Avoiding moving water back and forth between a neighborhood and a treatment plant saves energy, time and money. It also allows people to be more familiar with their water sources; for example, residential systems will only have residential pollutants, Achilli said.
"With this, we have a better idea of the contaminants coming into our systems and can tailor our treatment systems to efficiently remove them," Hickenbottom said. "Because we know the quality and quantity of our water resources, we will have more security and resiliency in our treatment systems. It's going to help us be in a position where we're not panicking about finding our next source of water."
The Role of Automation
In order for water treatment to be managed at the neighborhood level, Achilli said, it needs to be simple yet sophisticated. Right now, it's not. In fact, Achilli said, much of the software used in water management systems is outdated – and essentially none of it operates autonomously.
High-end systems, like the one used by Achilli and his team at the WEST Center, require a team of experts with a unique set of skills in experiments, programming, coding and analyzing systems.
Someday, autonomized decentralization could allow for in-house water reuse systems in individual houses or apartments. Achilli compares the idea of these in-house systems to washing machines, which anyone can easily operate at home without specialized skills.
"Nobody is an expert in washing machine technologies," he said. "We just use it, right? That's the level where we need to get to in order to really have decentralized systems."
Having such an expansive network of water reuse stations is beneficial, but complicated, especially considering how each neighborhood or household will have different needs. Some in-home water treatment systems, even as simple as a filter pitcher, recommend a filter change every few months. But at a large scale, these baseline recommendations aren’t practical, or often economically viable.
“So, we are going to use real-time measurements and machine learning methods to move towards autonomous and self-correcting water systems,” said Shafae, who is leading the automation element of the project. “This will allow us to make real-time operational and maintenance decisions allowing fault detection, system self-correction, and performance forecasting – but most importantly, to enhance consumer confidence in reclaimed and reuse water.”

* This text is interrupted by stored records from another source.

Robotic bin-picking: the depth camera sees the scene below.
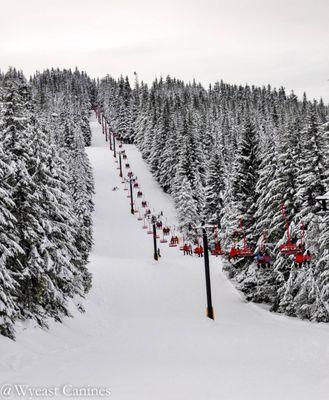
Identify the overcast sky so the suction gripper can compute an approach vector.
[0,0,329,102]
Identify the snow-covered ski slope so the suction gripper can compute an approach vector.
[0,113,329,400]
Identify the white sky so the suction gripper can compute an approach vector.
[0,0,329,102]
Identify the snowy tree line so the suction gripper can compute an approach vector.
[97,76,329,322]
[0,68,94,338]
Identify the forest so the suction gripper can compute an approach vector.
[97,74,329,322]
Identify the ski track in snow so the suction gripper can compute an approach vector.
[0,118,329,400]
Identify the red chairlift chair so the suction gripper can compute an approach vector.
[210,225,224,257]
[229,220,254,258]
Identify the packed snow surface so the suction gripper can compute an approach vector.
[0,114,329,400]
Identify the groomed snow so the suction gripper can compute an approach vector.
[0,114,329,400]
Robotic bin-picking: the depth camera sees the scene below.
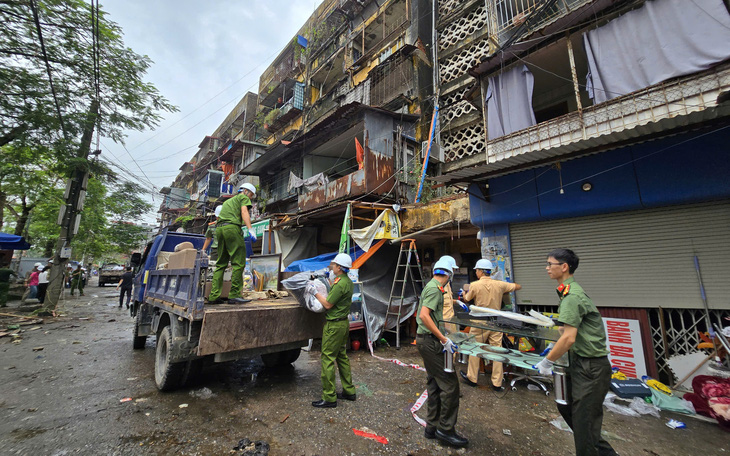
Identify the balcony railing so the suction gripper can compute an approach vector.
[487,64,730,164]
[487,0,593,45]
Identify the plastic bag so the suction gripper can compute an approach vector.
[603,393,641,416]
[281,272,329,313]
[304,279,327,313]
[629,397,661,418]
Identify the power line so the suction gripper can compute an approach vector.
[30,0,67,138]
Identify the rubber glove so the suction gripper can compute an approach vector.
[532,358,555,375]
[441,337,459,353]
[540,342,555,356]
[305,282,317,296]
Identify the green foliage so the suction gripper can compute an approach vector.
[0,0,177,150]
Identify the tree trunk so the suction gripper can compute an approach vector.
[43,100,99,313]
[15,195,35,236]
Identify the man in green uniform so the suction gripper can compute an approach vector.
[0,265,18,307]
[534,249,617,456]
[307,253,357,408]
[203,206,223,261]
[71,265,84,296]
[208,183,256,304]
[416,260,469,447]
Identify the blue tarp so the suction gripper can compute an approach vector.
[0,233,30,250]
[284,247,364,272]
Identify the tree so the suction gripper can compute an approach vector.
[0,145,62,236]
[0,0,177,310]
[0,0,177,150]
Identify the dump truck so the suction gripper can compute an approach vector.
[131,230,324,391]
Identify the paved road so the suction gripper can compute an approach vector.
[0,287,730,456]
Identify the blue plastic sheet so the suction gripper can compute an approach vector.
[284,247,363,272]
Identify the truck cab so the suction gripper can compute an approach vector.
[131,230,324,391]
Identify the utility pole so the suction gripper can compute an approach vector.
[44,100,99,312]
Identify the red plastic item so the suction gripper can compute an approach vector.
[352,428,388,445]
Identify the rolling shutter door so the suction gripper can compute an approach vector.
[510,201,730,309]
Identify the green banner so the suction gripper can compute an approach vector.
[339,204,352,253]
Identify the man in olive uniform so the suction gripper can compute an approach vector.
[203,206,223,261]
[459,259,522,391]
[436,255,459,333]
[308,253,357,408]
[71,265,84,296]
[208,183,256,304]
[416,260,469,447]
[534,249,617,456]
[0,265,18,307]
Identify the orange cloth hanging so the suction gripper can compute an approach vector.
[355,138,365,169]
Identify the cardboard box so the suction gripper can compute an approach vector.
[167,249,198,269]
[203,280,231,298]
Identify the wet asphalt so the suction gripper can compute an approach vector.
[0,278,730,456]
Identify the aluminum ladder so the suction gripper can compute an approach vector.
[383,239,423,349]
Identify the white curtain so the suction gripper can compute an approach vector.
[485,65,536,139]
[583,0,730,104]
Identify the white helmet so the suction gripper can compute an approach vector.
[439,255,459,269]
[433,257,454,277]
[332,253,352,269]
[474,260,494,271]
[238,182,256,196]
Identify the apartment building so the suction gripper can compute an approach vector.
[435,0,730,379]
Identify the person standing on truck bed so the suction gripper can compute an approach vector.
[203,206,223,261]
[117,266,134,309]
[208,183,256,304]
[308,253,357,408]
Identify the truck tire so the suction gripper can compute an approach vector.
[155,325,185,391]
[261,348,302,367]
[132,312,147,350]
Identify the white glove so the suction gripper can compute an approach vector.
[305,282,317,296]
[532,358,555,375]
[540,342,555,356]
[441,337,459,353]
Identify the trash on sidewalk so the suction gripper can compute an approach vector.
[233,438,271,456]
[603,393,641,416]
[667,420,687,429]
[352,428,388,445]
[190,388,215,399]
[550,416,573,434]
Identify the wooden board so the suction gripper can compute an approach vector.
[198,299,324,356]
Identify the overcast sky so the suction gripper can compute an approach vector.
[101,0,312,223]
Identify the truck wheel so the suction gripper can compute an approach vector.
[132,312,147,350]
[261,348,301,367]
[155,325,185,391]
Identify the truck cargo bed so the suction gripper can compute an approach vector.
[198,298,324,356]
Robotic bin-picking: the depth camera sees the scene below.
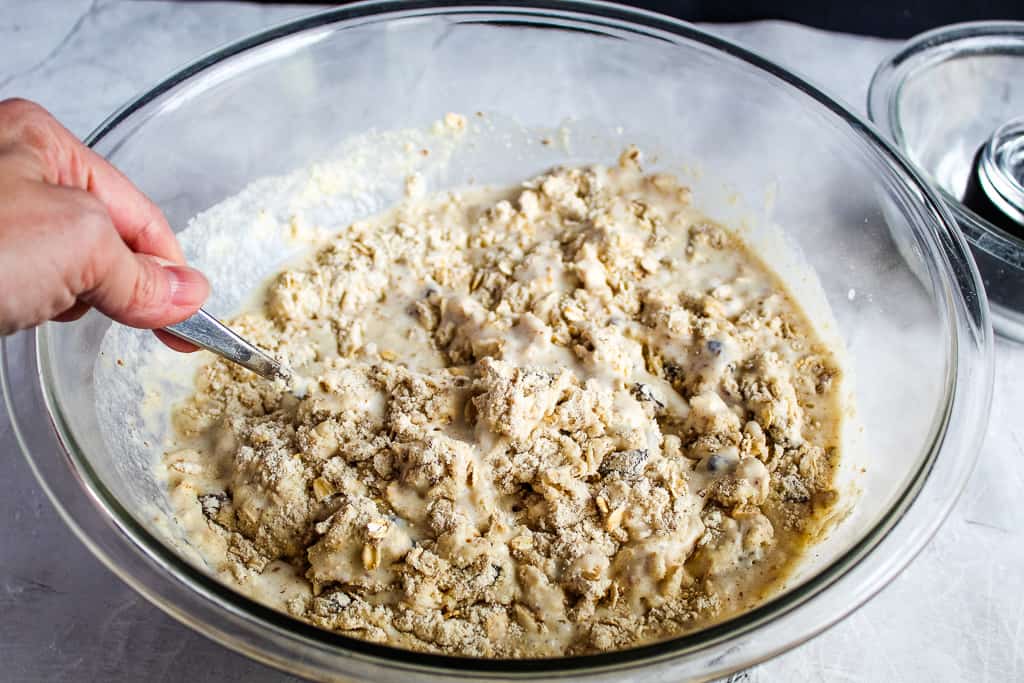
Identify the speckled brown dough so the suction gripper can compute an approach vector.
[165,151,842,657]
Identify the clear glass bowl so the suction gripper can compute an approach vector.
[867,22,1024,342]
[2,2,992,683]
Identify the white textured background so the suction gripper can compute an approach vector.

Waste Streams and Workforce
When water is treated for potable reuse, some of it isn't recovered. Contaminated water goes into an advanced water treatment system that provides several barriers to contaminant rejection. Out the other side comes a stream of high quality potable water – about 80% of the original amount, at best – and a stream of concentrated wastewater. Current methods for managing waste streams, including evaporation ponds, brine concentrators or crystallizers, can be costly, time consuming and geographically limited.
Hickenbottom is focused on improved methods for waste stream management, including investigating the possibility of water circularity, which could reuse all elements of water and eliminate waste. Ideally, it would mean producing just one stream of highly treated water and a solid form of waste. The team is also examining ways to recover valuable resources from waste streams, such as minerals that can be used in products like fertilizers or semiconductors.
As they build a new vision for how to manage water in Arizona, the team members also want to develop the next generation of the workforce. This means educating researchers, such as doctoral students and postdoctoral researchers, who will develop new technologies. In collaboration with Jeff Prevatt, deputy director of the Pima County Regional Wastewater Reclamation Department, they also plan to train water sector employees to analyze data sets and work with advanced sensors, automation and controls.
"It's contributing to the Arizona economy, but we're also pushing the envelope nationally and saying, 'This is what a resilient community would look like with respect to water,'" Hickenbottom said.